Some say the Storm of Gaming has had its best days, that it will over time slow to a drizzling rain shower. Others say the Storm is will remain as is in its current momentum. But no one asks if the Storm of Gaming has truly began?

What if we said of gaming of the 1970s, “Yes. This is the peak. This is all that gaming will be.” Or what about after 1984? Or later?

What exactly causes this Storm of Gaming to move and have momentum?

Some point to the hardware capabilities. “As hardware innovation jumps decline, so does gaming.”

Some point to the art displays. “Gone are the pixels and small resolutions. There is no limit to the art displayed, thus no more growth to gaming.”

The Generations of Gaming have been seen in the eyes of the game developer and the consumer. The game developer sees the tools each generation brings. The consumer sees the graphics and production values of the game. What if we are wrong of the source of this momentum?

“How could you question the momentum of the generations?” says a shocked reader.

They are based on a false premise that the tools allow better and more creation. If I am correct that gaming’s innovative momentum is based on appropriation as opposed to ‘creating’, then we have a better clue to the feeling of malaise in gaming today.

The innovation of gaming is not the graphics, the hardware, or the programming. The innovation of gaming is the appropriation. Appropriation is the fulcrum of gaming. It is not technology that produced Pokemon but the appropriation of insects and dog fighting. Was it the Wii motion controller or the fact that the Wii motion controller enabled an appropriation of that of tennis and bowling to create the Wii Sports mega-juggernaut? Was it the free-direction play that defined Metroid or was it the appropriation of Alien?

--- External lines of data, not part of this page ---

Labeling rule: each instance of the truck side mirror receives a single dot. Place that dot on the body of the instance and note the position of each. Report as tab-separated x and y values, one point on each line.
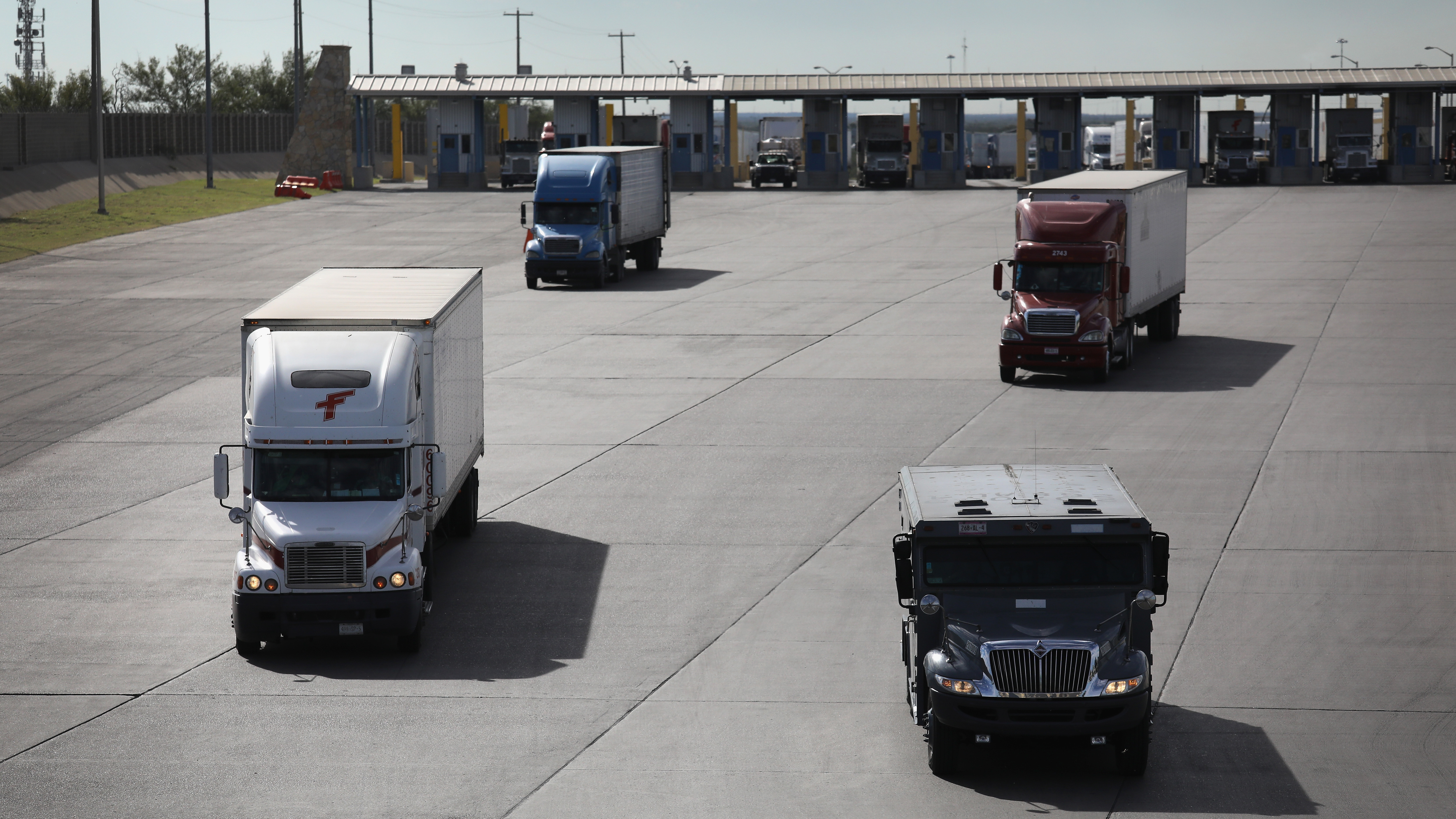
221	476
1161	554
905	579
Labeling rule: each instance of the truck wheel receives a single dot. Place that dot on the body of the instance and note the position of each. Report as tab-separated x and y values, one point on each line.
944	745
1100	375
1132	750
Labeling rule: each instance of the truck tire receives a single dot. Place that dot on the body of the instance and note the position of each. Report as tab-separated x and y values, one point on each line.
1100	375
649	253
1132	750
944	747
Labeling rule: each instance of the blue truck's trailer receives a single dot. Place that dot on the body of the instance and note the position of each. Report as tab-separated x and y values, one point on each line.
595	209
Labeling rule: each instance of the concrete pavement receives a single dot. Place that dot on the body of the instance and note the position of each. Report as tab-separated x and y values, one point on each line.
679	601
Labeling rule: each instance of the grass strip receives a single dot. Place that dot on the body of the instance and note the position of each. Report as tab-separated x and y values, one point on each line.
40	231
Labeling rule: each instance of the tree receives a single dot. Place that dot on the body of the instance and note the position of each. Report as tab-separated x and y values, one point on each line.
28	95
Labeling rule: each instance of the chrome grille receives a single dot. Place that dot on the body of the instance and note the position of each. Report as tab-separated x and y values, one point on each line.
563	245
1052	323
325	566
1061	671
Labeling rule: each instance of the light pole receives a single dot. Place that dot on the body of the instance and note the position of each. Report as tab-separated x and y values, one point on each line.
1342	56
207	72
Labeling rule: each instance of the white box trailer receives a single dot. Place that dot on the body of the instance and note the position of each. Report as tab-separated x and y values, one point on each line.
1157	245
362	422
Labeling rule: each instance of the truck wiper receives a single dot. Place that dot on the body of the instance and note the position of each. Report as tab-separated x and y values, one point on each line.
1098	627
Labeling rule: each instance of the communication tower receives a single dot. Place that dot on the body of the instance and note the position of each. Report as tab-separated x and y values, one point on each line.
30	28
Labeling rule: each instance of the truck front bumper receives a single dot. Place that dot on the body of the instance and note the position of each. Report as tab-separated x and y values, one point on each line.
1007	716
563	270
319	614
1052	356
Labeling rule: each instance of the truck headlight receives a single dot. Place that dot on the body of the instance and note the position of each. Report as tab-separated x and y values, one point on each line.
956	685
1123	685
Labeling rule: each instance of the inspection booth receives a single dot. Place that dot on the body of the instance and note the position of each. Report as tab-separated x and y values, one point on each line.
1058	136
943	126
455	127
826	145
1292	141
1412	130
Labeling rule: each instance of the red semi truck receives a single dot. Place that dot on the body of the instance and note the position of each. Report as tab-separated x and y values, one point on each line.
1098	254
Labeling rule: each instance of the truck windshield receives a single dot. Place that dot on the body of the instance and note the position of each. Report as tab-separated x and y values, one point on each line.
1082	565
328	474
1067	278
568	213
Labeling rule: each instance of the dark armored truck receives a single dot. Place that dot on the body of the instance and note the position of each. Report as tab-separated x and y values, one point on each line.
1030	595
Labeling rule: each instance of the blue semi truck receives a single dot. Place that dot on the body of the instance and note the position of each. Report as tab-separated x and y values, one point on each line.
595	209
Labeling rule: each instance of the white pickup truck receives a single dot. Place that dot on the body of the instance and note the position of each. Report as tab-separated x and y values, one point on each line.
362	422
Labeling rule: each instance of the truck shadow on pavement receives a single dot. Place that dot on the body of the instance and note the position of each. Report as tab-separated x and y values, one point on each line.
512	603
651	282
1200	764
1193	364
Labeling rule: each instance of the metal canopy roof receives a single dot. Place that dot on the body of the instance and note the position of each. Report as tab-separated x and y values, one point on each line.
881	87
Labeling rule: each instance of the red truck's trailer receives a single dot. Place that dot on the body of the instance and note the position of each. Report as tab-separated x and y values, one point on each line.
1098	254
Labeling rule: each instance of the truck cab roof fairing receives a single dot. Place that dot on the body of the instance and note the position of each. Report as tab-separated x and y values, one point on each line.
1059	222
388	401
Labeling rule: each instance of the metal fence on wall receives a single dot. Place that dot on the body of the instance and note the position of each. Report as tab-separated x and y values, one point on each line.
30	139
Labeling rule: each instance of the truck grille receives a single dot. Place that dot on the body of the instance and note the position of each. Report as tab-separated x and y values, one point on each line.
1061	671
1052	323
563	245
325	566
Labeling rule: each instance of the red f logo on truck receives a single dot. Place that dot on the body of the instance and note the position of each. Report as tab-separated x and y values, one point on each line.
334	400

My favorite gaming appropriation is that of Heinlein’s Starship Troopers. How and why Heinlein wrote Starship Troopers is up to him to say. But he could not imagine that it would be turned into a movie that is more comedic than serious. Nor could he imagine that such a movie would be seen by passionate developers to create a game called Starcraft which would create the national sport in South Korea. And what about other appropriations such as Hell Divers 2 transparent use of Starship Troopers? This is why I say the appropriation is the momentum of gaming, not your hardware and programming innovations.

The utility of hardware and programming innovations is to allow gaming to create more appropriations. Gaming’s livestock of heroes and IPs would not be as rich if gaming was still refined to Atari 2600 hardware. But it isn’t the hardware that created the IPs.

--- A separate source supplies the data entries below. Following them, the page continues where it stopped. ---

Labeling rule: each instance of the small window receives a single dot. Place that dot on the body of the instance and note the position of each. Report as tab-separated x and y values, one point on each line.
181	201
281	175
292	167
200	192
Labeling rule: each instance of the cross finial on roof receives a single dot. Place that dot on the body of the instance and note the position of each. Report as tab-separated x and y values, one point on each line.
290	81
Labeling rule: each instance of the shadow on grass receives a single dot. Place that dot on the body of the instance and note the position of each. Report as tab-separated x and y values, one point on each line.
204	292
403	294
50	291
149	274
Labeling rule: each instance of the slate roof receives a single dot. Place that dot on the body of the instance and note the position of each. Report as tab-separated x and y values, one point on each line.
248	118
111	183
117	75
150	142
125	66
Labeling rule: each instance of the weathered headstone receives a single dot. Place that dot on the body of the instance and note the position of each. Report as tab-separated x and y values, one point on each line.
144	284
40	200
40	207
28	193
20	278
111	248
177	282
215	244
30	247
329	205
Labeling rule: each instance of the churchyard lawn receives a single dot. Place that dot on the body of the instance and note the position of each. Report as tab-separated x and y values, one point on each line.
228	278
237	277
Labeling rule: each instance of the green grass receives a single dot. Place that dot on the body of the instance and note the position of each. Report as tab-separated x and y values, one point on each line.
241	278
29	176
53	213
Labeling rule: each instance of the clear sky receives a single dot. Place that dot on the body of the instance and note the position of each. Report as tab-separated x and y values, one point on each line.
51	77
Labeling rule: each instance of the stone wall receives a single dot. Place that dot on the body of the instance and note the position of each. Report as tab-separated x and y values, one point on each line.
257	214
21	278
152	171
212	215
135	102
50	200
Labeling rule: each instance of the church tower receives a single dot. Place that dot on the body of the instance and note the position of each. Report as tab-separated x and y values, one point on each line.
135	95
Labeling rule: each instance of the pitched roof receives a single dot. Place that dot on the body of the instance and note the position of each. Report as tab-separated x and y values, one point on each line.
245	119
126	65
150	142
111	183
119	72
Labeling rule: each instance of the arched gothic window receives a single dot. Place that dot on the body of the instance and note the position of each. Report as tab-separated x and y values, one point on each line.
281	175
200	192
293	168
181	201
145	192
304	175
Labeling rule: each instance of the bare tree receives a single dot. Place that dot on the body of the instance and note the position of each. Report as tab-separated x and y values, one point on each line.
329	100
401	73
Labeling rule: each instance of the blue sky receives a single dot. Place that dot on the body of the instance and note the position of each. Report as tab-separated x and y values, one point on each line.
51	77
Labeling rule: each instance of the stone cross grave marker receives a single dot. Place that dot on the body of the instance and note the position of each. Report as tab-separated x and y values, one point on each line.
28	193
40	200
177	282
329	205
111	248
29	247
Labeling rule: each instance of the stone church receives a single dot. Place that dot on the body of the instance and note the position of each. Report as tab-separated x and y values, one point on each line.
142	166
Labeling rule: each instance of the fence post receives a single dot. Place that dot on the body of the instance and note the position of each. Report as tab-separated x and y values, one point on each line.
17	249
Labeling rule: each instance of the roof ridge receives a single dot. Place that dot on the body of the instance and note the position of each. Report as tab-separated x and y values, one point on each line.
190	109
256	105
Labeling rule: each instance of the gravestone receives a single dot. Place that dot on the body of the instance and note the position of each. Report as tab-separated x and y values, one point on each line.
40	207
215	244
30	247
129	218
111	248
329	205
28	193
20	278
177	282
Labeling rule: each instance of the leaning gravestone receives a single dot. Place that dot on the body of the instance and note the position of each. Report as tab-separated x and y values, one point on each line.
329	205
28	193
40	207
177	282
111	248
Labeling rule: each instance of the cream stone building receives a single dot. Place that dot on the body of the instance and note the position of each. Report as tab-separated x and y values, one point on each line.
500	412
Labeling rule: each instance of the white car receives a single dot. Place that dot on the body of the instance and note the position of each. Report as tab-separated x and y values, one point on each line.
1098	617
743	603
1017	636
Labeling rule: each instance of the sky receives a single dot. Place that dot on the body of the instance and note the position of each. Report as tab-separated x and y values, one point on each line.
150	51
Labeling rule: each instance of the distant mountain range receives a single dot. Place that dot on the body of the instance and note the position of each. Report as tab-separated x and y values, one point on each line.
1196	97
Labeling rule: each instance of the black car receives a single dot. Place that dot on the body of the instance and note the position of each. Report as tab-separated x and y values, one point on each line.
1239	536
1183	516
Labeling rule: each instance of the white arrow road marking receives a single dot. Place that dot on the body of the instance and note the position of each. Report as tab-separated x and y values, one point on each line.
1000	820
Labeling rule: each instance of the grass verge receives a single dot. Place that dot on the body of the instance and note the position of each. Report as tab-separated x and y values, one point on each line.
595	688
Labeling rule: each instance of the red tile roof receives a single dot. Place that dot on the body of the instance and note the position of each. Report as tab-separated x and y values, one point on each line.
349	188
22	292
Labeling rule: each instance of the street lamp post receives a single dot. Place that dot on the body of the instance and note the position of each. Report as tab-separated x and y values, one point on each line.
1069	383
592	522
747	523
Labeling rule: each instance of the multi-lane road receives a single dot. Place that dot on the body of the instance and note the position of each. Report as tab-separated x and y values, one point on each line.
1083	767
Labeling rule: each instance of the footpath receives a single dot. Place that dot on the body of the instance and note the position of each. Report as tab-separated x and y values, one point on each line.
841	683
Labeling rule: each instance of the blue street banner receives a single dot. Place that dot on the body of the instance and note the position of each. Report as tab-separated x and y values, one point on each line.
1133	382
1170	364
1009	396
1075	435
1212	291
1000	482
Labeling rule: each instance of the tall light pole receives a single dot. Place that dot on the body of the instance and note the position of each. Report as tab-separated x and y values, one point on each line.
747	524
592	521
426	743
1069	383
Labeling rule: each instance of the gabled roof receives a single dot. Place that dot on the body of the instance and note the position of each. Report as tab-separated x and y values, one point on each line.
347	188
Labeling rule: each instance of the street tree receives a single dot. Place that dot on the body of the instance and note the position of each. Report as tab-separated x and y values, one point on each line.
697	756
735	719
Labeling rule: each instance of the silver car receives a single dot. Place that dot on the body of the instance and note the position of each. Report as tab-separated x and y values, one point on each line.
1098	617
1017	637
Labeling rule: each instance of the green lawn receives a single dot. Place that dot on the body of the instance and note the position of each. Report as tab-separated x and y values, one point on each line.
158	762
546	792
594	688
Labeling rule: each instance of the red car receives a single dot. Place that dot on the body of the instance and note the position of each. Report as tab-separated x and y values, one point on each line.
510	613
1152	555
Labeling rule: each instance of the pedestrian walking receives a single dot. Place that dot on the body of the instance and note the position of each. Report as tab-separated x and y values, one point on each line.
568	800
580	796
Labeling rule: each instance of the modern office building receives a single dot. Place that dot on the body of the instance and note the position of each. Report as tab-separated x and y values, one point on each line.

Everyone sees a different piece of the puzzle. The game developers see their piece. The game consumers see their piece. The puzzle they are putting together is the appropriation.

Have you noticed the difference between sequels that fail versus sequels that succeed is based on appropriation? If a game does little more than to use its predecessor, you have a bland iterative sequel. A good sequel looks beyond its earlier game and adds new elements to the IP. It is the difference between the Japanese Super Mario Brothers 2 and the blessed Super Mario Brothers 3.

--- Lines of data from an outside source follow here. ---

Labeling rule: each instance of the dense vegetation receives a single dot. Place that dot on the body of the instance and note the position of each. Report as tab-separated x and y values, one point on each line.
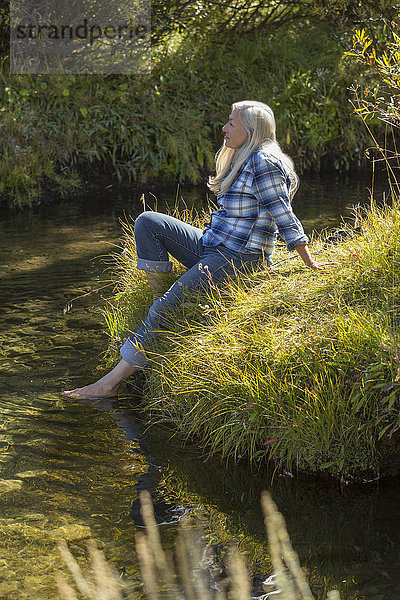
288	366
59	132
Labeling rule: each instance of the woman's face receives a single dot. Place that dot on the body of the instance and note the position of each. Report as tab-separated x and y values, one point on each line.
235	135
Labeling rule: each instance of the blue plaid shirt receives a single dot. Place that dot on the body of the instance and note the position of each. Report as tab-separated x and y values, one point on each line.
255	208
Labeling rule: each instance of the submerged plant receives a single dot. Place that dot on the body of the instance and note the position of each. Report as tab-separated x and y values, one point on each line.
188	576
285	366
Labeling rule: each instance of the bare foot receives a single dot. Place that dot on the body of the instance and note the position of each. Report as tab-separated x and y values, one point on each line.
107	386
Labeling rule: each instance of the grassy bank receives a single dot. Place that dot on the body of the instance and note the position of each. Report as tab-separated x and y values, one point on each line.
289	366
60	132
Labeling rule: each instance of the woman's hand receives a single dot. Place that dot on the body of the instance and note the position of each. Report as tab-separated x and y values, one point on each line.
304	253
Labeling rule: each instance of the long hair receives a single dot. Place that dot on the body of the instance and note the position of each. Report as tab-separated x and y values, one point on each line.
259	124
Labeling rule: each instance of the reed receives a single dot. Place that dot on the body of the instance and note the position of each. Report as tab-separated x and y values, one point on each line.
186	574
286	366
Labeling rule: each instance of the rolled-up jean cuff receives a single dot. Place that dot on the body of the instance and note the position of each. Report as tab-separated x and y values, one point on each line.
131	353
155	266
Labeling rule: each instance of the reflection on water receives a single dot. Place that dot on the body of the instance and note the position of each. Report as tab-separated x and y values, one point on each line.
74	469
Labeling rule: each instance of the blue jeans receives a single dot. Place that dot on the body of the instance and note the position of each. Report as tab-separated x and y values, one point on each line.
157	236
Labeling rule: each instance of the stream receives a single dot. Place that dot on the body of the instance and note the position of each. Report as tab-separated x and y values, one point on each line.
73	469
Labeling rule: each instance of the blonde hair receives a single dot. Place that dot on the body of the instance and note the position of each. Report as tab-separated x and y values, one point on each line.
259	124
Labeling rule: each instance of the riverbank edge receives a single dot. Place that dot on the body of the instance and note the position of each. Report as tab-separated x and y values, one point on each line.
292	368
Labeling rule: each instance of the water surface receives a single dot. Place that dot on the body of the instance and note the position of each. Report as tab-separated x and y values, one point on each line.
74	469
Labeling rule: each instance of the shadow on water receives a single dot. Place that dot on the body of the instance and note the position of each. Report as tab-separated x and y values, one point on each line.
74	469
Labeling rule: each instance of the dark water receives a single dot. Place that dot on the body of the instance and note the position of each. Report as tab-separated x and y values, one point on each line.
74	469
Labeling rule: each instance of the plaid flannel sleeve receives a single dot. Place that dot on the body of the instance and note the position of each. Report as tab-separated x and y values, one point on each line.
271	188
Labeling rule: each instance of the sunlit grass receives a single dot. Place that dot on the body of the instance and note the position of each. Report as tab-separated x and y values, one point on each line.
287	365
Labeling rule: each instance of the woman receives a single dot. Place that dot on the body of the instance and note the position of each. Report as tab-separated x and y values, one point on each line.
254	183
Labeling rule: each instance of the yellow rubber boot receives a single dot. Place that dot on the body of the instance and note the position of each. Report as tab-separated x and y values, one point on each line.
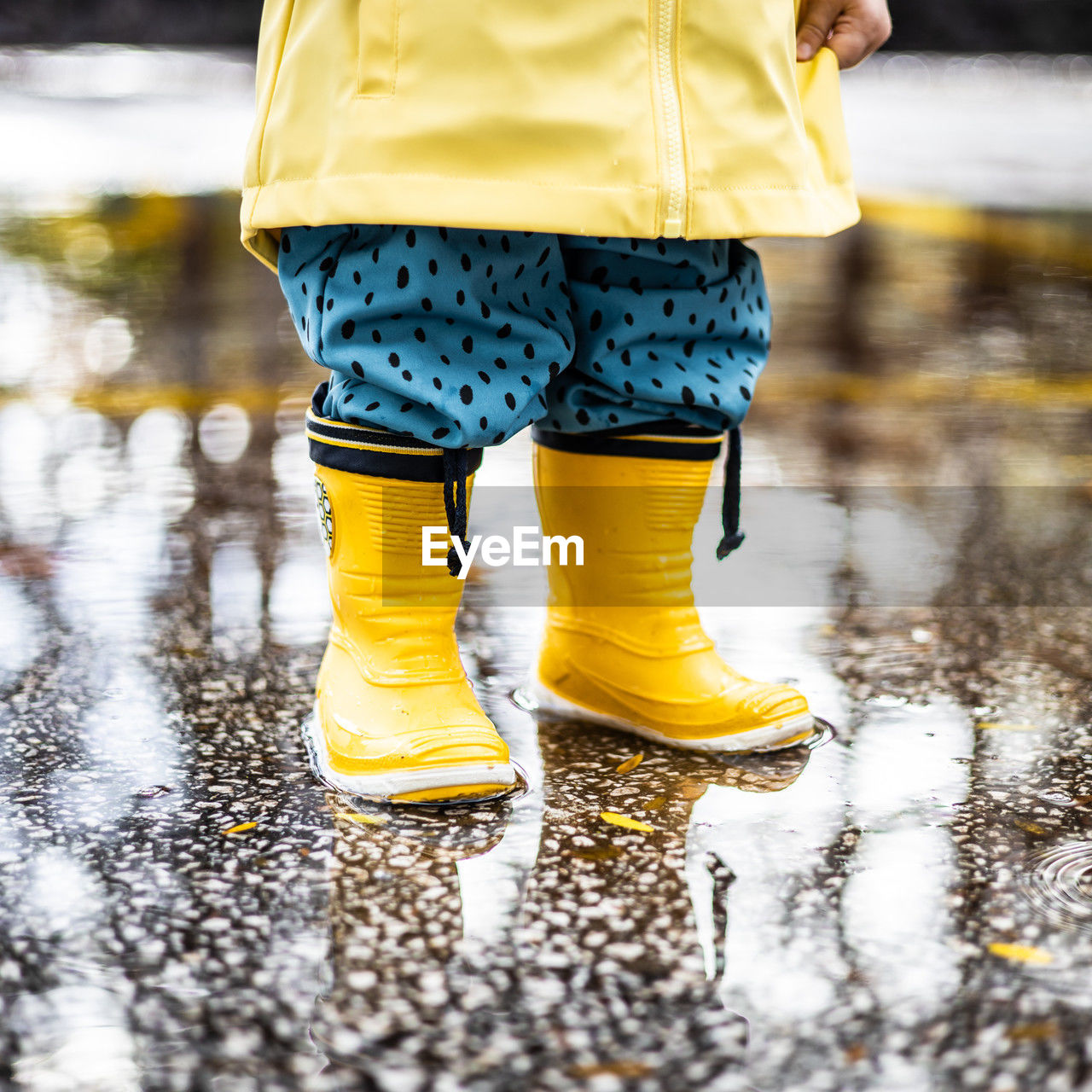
394	713
624	646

One reason why gaming seems stagnant is the common remakes and remasters. These are like the iterative sequels like back in the day. There is nothing truly new to them.

The ‘game gods’ of the past may have been cutting edge in their time. But one thing I note with each ‘game god’ is that they were first in an appropriation. Gaming is a translation. It is translating something from the real world into this digital world. Those who effectively do one first are hailed as creating a ‘new genre’ or ‘new IP’. All these ‘game gods’ have the same story: “I just put into the game what I thought was cool at the time. LOL!”

If the momentum of the Storm of Gaming is appropriation, then stopping the appropriation would be stopping the storm. If Gaming is not allowed to absorb foreign ideas from history, from science, from culture, from everything, then gaming becomes stale and boring.